There I read something like this:

Before I trusted this sentence I did some calculations lets have a look: We start looking at the element on index 1 which is 1 and then look up the index before and see if our differences would be positive. 1 - 6 = -5 which is not profitable. Let's go to the next one. 3 - 1 = 2 this is a profitable day, so we save 2. 2 -3 = -1 which is not profitable. 4 -2 = 2 this is profitable, so we add 2 to our current 2 which = 4. Now we have 7 -4 which equals 3 which is again profitable and in total we have a profit of an amount of 7.

6 1 3 2 4 7

Now lets see if this is correct. The best buy would be at 1. After we would sell at 3 to make profit of 2. We would again buy at 2 and skip 4 to sell at 7 which would give us profit of 5. To add the profit which our first sell at 3 we would have a total profit of 7. So it is indeed the same profit as if we would just add up the differences for two consecutive days if profitable.

So lets convert this logic into a step by step coding guideline on how to do it.

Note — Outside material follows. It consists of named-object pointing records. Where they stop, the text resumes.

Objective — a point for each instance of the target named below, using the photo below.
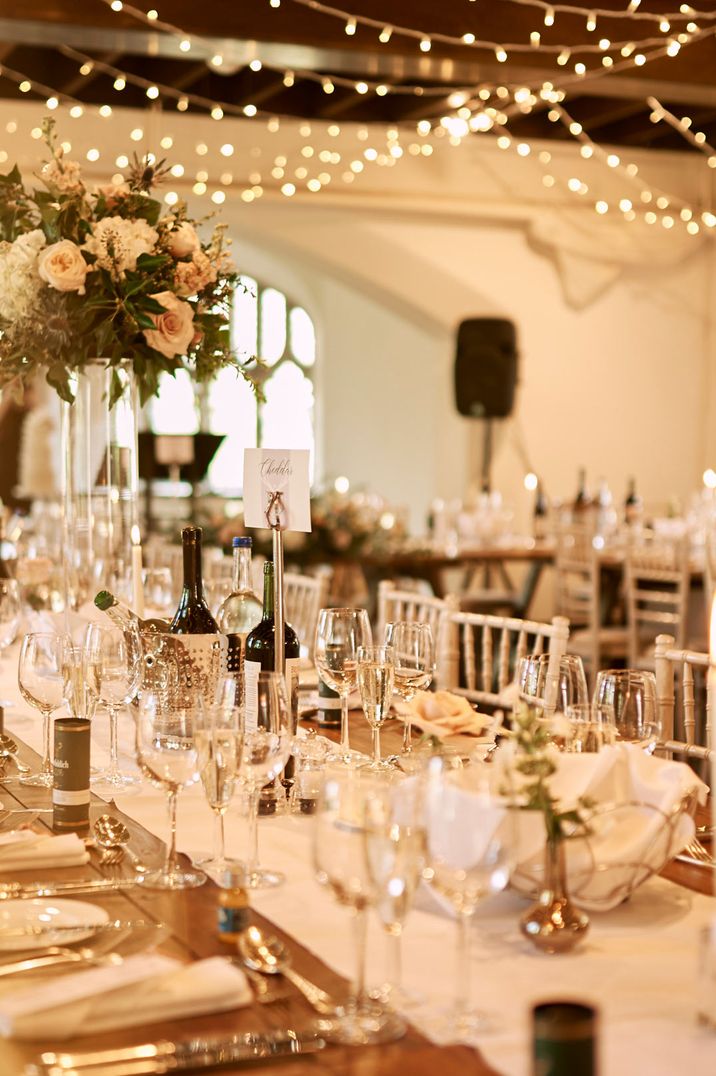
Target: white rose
(183, 240)
(174, 328)
(62, 267)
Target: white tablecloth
(637, 965)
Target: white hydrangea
(19, 281)
(118, 242)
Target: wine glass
(216, 739)
(632, 695)
(375, 680)
(469, 847)
(564, 687)
(113, 669)
(338, 635)
(264, 750)
(395, 858)
(167, 755)
(415, 664)
(340, 862)
(41, 684)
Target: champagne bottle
(541, 513)
(260, 652)
(193, 616)
(583, 501)
(632, 504)
(126, 618)
(241, 610)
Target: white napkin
(144, 989)
(441, 713)
(25, 850)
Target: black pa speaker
(486, 368)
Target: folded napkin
(441, 713)
(25, 850)
(144, 989)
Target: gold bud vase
(553, 924)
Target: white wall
(614, 319)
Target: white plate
(45, 912)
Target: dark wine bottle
(193, 616)
(541, 513)
(126, 618)
(583, 501)
(632, 504)
(261, 651)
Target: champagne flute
(471, 841)
(339, 858)
(41, 684)
(167, 755)
(264, 750)
(395, 857)
(375, 680)
(113, 669)
(338, 635)
(632, 695)
(415, 664)
(216, 739)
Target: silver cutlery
(18, 890)
(266, 953)
(166, 1056)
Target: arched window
(266, 324)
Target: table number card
(268, 471)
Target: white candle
(711, 704)
(137, 588)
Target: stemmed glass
(395, 858)
(375, 680)
(340, 862)
(41, 684)
(216, 739)
(167, 755)
(10, 618)
(264, 750)
(632, 695)
(338, 635)
(566, 688)
(471, 843)
(113, 669)
(413, 649)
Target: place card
(268, 472)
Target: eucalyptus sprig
(534, 761)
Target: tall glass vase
(99, 467)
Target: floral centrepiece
(111, 273)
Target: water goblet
(413, 650)
(41, 684)
(338, 635)
(632, 695)
(264, 750)
(216, 739)
(340, 862)
(375, 680)
(167, 755)
(113, 669)
(469, 847)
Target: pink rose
(174, 328)
(61, 266)
(183, 240)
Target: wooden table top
(191, 916)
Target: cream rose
(183, 240)
(174, 328)
(61, 266)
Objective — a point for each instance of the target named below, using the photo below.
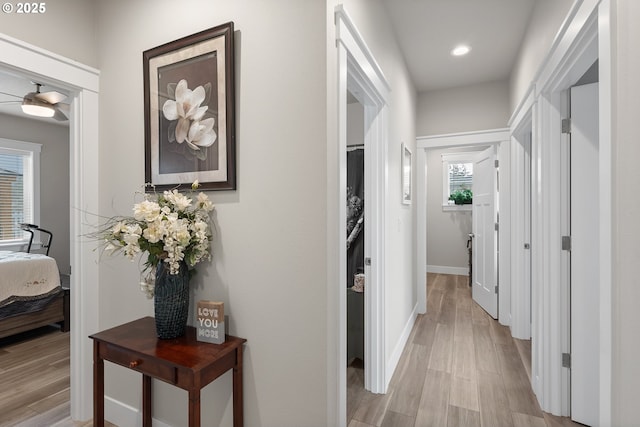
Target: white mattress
(26, 275)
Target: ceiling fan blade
(52, 97)
(60, 115)
(10, 94)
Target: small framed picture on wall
(406, 175)
(189, 98)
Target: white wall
(626, 176)
(463, 109)
(67, 27)
(269, 252)
(371, 19)
(355, 124)
(543, 27)
(54, 177)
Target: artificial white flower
(178, 200)
(146, 211)
(170, 230)
(204, 203)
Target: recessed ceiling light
(460, 50)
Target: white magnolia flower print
(188, 127)
(185, 108)
(201, 134)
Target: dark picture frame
(189, 112)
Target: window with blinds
(16, 188)
(457, 175)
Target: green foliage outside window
(462, 197)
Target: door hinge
(566, 360)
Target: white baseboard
(121, 414)
(400, 345)
(443, 269)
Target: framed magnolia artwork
(189, 117)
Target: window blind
(16, 193)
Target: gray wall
(626, 176)
(54, 177)
(463, 109)
(67, 27)
(543, 27)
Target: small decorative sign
(210, 321)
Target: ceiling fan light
(38, 109)
(460, 50)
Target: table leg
(238, 410)
(146, 401)
(194, 408)
(98, 386)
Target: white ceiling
(427, 31)
(13, 87)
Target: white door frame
(584, 37)
(499, 137)
(360, 74)
(83, 84)
(521, 132)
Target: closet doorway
(356, 241)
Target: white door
(585, 246)
(485, 242)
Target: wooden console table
(184, 362)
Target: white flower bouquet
(169, 228)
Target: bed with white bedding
(30, 293)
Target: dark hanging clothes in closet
(355, 214)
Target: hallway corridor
(460, 368)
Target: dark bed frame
(56, 311)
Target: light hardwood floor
(34, 374)
(460, 368)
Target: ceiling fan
(42, 104)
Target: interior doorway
(583, 246)
(356, 245)
(359, 74)
(82, 83)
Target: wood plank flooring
(460, 368)
(34, 373)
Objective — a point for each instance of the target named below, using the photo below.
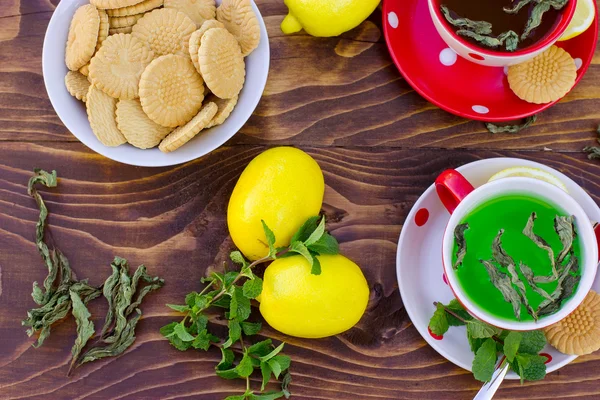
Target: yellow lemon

  1. First we need to define a variable which will save our profit. Moreover, a second variable is being created which stores the length of the prices array.
  2. In the next step we loop through it in a range of 1 and the length of the array
  3. Now in our if comparison we check if the element on our current index is greater than the index one before.
  4. If this is the case then we calculate the current index element minus the element on the index before to get the profitable difference and add it up to our profit
  5. Last but not least, just return the profit

It really comes to understanding the problem and finding the most efficient solution to a given problem.

The time complexity is O(n) since we only once go through the loop. The space complexity is O(1) since we save the value in our variable.